The combination of the foam and moose body hair not only provided a realistic silhouette, but also proved to be tremendously durable. Simply put, I love this fly and it just flat out fishes! The success of this fly over multiple seasons with variable conditions led me down a path of expansion. I knew I had to have flies in this template for the Isonychia and Brown Drake hatches as well. Thus began the evolution of the All Day Dun series.
Tying: (Stonfo) Detached Body Pin
Hook: Gamakatsu B10S Stinger Size 8
Thread: Uni-Thread Yellow 6/0
Tail: Moose Body Hair
Body: Cream, Tan, or Yellow 2mm Fly Foam
Marker: Prismacolor Canary Yellow and Dark Brown
Hackle: Whiting ® High and Dry Hackles, 1 Cree and 1 Grizzly dyed Golden Straw
Wing: White Deer Belly Hair
01. Cut two tapered foam pieces.
02. Place the Detached Body Tool in the vise and attach the thread as shown. Leave the thread tag long. Do not cut the thread tag.
03. Tie in the two precut tapered foam pieces.
04. Prep and stack a clump of Moose Body Hair. Tie in the Moose Body Hair for the tail and leave the butt ends. Do not cut the butt ends.
05. Advance the thread on the pin and tie in the next segment. Make it slightly larger than the previous.
06. Pull the Moose Body Hair forward and tie it down. Repeat this process to form 5 segments; each segment should be slightly larger than the one previous.
07. Tie off the last segment and remove the Foam Body from the pin. Do not cut the thread tag yet.
08. Place the hook in the vise and attach the thread.
09. Tie in the Foam Body creating another segment slightly larger than the one previous.
10. Pull the Moose Body Hair and thread tag forward and tie them down. Before securing the thread tag, pull it tight thru the body so that the tension on the thread will cause the tail to curve upward. Once you get the desired effect, tie down the thread tag and cut off the excess.
11. Advance the thread on the hook and tie in the next segment, slightly larger than the previous.
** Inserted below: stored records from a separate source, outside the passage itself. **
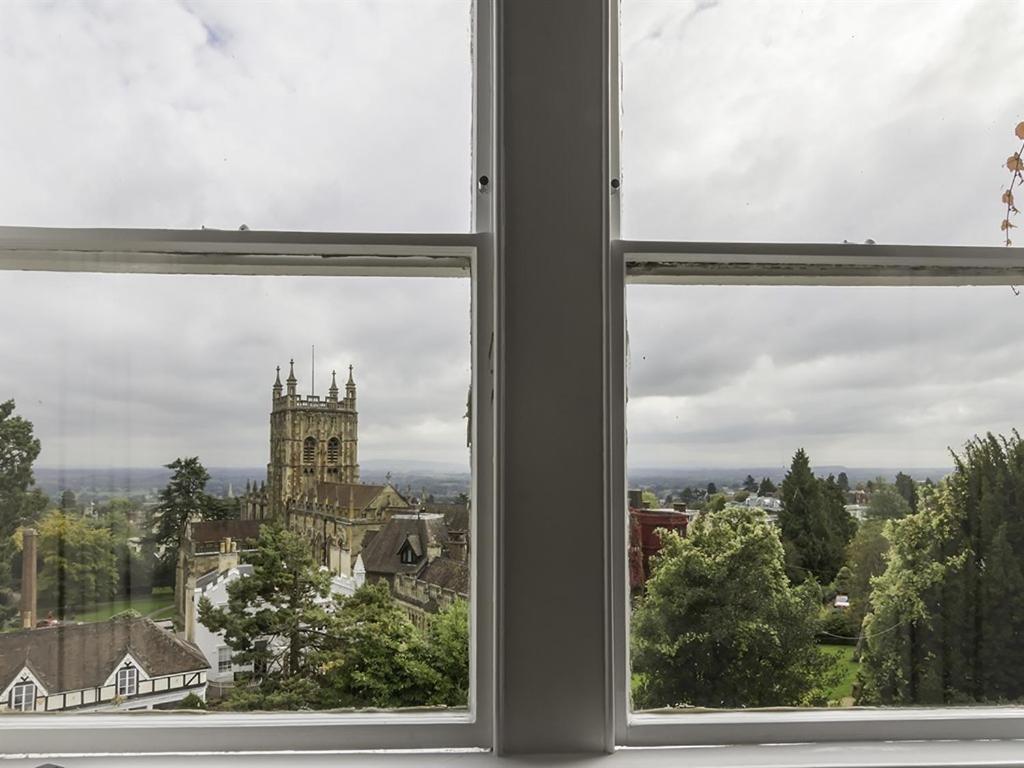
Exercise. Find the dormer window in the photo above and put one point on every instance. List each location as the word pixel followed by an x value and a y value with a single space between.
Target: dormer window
pixel 127 681
pixel 23 697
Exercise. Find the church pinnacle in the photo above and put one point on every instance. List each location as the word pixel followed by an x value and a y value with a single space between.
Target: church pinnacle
pixel 332 393
pixel 291 380
pixel 350 385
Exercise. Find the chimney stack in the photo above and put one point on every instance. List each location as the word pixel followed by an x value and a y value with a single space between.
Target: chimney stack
pixel 28 579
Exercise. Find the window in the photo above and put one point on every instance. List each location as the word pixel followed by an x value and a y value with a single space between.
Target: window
pixel 23 697
pixel 549 391
pixel 127 682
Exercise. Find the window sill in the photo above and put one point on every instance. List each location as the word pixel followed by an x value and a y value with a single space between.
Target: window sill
pixel 845 755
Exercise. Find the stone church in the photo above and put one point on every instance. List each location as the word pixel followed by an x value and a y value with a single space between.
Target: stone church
pixel 312 479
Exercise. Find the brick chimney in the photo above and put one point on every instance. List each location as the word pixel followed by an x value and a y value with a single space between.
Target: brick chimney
pixel 28 579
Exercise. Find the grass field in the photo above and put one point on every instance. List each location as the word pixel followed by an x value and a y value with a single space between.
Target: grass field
pixel 156 606
pixel 844 691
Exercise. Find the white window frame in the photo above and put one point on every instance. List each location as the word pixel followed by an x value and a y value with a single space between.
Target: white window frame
pixel 23 697
pixel 126 681
pixel 549 651
pixel 224 656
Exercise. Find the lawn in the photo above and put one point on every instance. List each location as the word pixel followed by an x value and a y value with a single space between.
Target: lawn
pixel 160 605
pixel 843 692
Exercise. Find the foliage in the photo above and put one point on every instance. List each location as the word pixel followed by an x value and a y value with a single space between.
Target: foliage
pixel 1015 165
pixel 282 603
pixel 908 489
pixel 192 701
pixel 887 503
pixel 79 563
pixel 814 523
pixel 949 608
pixel 448 643
pixel 865 557
pixel 720 624
pixel 182 501
pixel 377 656
pixel 18 505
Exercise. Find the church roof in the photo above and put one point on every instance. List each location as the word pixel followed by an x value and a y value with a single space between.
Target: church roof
pixel 456 513
pixel 448 573
pixel 383 553
pixel 74 656
pixel 358 496
pixel 216 530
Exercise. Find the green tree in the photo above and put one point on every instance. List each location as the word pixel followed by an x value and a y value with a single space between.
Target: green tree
pixel 183 500
pixel 887 503
pixel 377 657
pixel 79 563
pixel 907 488
pixel 275 616
pixel 18 504
pixel 949 608
pixel 865 557
pixel 721 626
pixel 814 523
pixel 448 646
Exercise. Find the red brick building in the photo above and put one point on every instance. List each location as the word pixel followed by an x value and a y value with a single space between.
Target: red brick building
pixel 644 541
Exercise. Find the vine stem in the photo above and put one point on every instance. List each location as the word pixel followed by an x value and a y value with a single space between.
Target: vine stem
pixel 1011 209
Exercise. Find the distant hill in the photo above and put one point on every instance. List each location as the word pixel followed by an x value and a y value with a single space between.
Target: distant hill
pixel 699 477
pixel 436 478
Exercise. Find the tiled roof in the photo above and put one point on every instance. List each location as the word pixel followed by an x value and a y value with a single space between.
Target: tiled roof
pixel 205 581
pixel 456 513
pixel 446 573
pixel 215 530
pixel 75 656
pixel 381 554
pixel 343 495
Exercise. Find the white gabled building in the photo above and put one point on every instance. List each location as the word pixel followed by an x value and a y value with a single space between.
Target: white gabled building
pixel 126 663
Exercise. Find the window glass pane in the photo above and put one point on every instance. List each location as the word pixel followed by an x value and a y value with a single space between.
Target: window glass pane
pixel 842 468
pixel 817 121
pixel 331 116
pixel 158 466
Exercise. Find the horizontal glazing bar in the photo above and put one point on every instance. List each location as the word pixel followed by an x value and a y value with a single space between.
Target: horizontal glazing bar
pixel 845 263
pixel 235 252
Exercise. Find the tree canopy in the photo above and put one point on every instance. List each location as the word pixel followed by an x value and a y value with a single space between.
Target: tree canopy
pixel 814 523
pixel 721 626
pixel 19 504
pixel 949 607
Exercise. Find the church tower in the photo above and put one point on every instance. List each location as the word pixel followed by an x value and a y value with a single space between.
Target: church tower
pixel 311 439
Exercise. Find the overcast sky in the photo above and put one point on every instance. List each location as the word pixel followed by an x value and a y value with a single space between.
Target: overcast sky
pixel 743 121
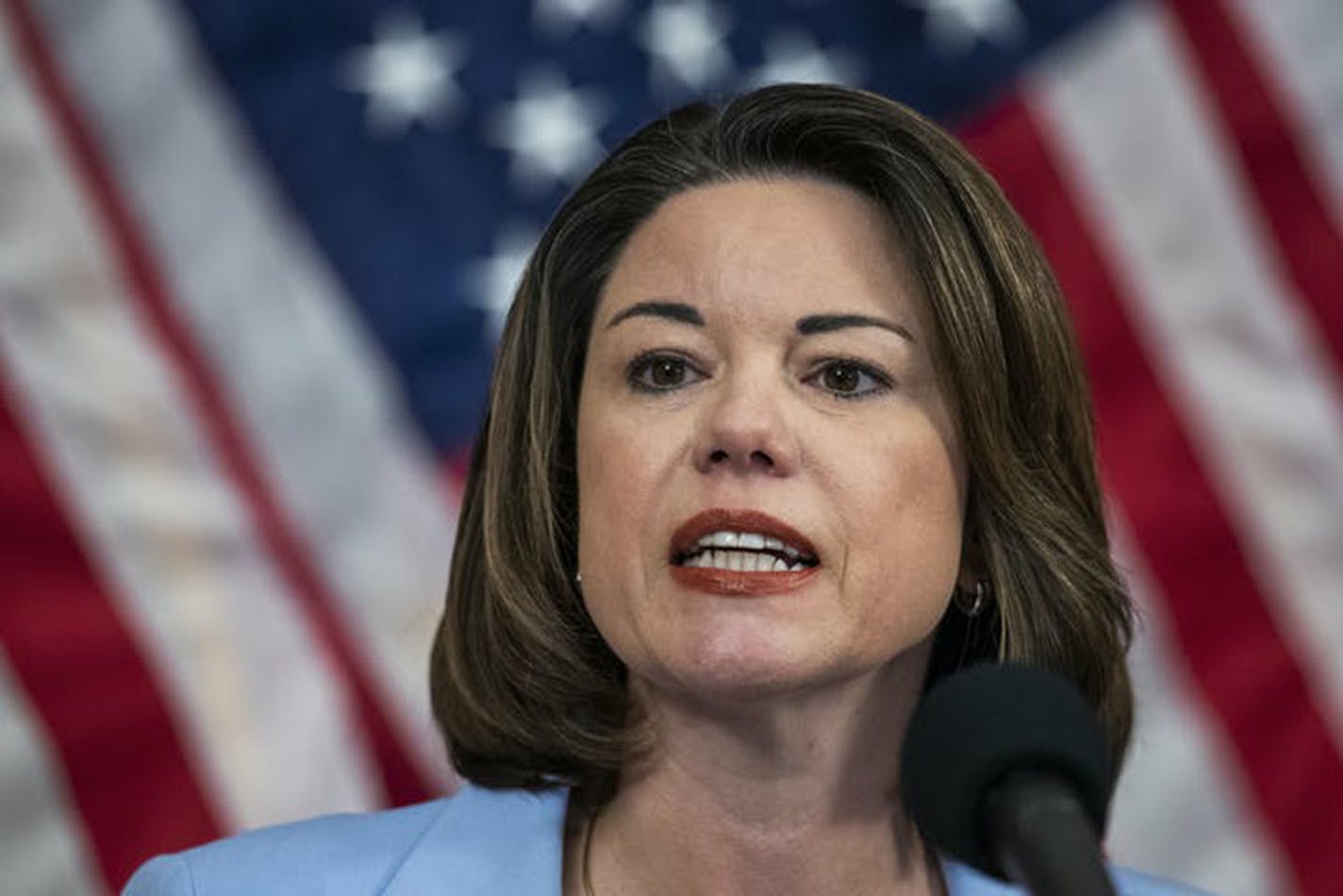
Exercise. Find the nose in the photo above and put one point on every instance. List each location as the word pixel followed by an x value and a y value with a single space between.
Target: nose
pixel 744 429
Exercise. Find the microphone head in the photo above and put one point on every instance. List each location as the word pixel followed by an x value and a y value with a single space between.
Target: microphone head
pixel 976 727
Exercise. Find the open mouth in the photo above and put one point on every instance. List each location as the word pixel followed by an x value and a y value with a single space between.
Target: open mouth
pixel 744 553
pixel 741 541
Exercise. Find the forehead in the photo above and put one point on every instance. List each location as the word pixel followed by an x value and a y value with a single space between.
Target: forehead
pixel 783 240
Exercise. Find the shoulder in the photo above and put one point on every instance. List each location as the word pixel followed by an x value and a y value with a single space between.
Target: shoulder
pixel 963 880
pixel 471 838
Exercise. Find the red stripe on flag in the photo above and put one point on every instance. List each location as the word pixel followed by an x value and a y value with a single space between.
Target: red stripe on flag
pixel 401 779
pixel 124 763
pixel 1235 657
pixel 1308 244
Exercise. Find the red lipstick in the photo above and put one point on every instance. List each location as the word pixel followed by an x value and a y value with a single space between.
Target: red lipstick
pixel 732 582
Tie down the Moose Body Hair and trim off the excess.
12. Take your scissors and cut the excess foam under the moose tail fairly close to the thread wraps. To make the tail sparser and more splayed, pull 2-3 moose fibers to each side and cut out the remaining fibers in the middle. Next, tie in the deer belly hair wing and hackles. Make a few wraps around the base of both the wing and hackle to prepare the post.
13. Advance the thread forward and tie in the final segment just behind the hook eye. Make several wraps of thread over the foam wrapping toward the wing before cutting the foam. After you cut the foam, clean up the area behind the hook eye.
14. Wrap the two hackles simultaneously 4-5 times around the wing post and tie them off. Whip finish, trim the hackle tips, and clean up any stray hackle fibers to complete the fly.
15. ( Optional ) Take a yellow marker and swipe it down the sides and underside of the foam body. Allow the marker to dry a minute, then take the brown marker and lightly mark some areas on the side and down the belly to give the fly a realistic appearance.
16. A close up view of the underside after applying markings.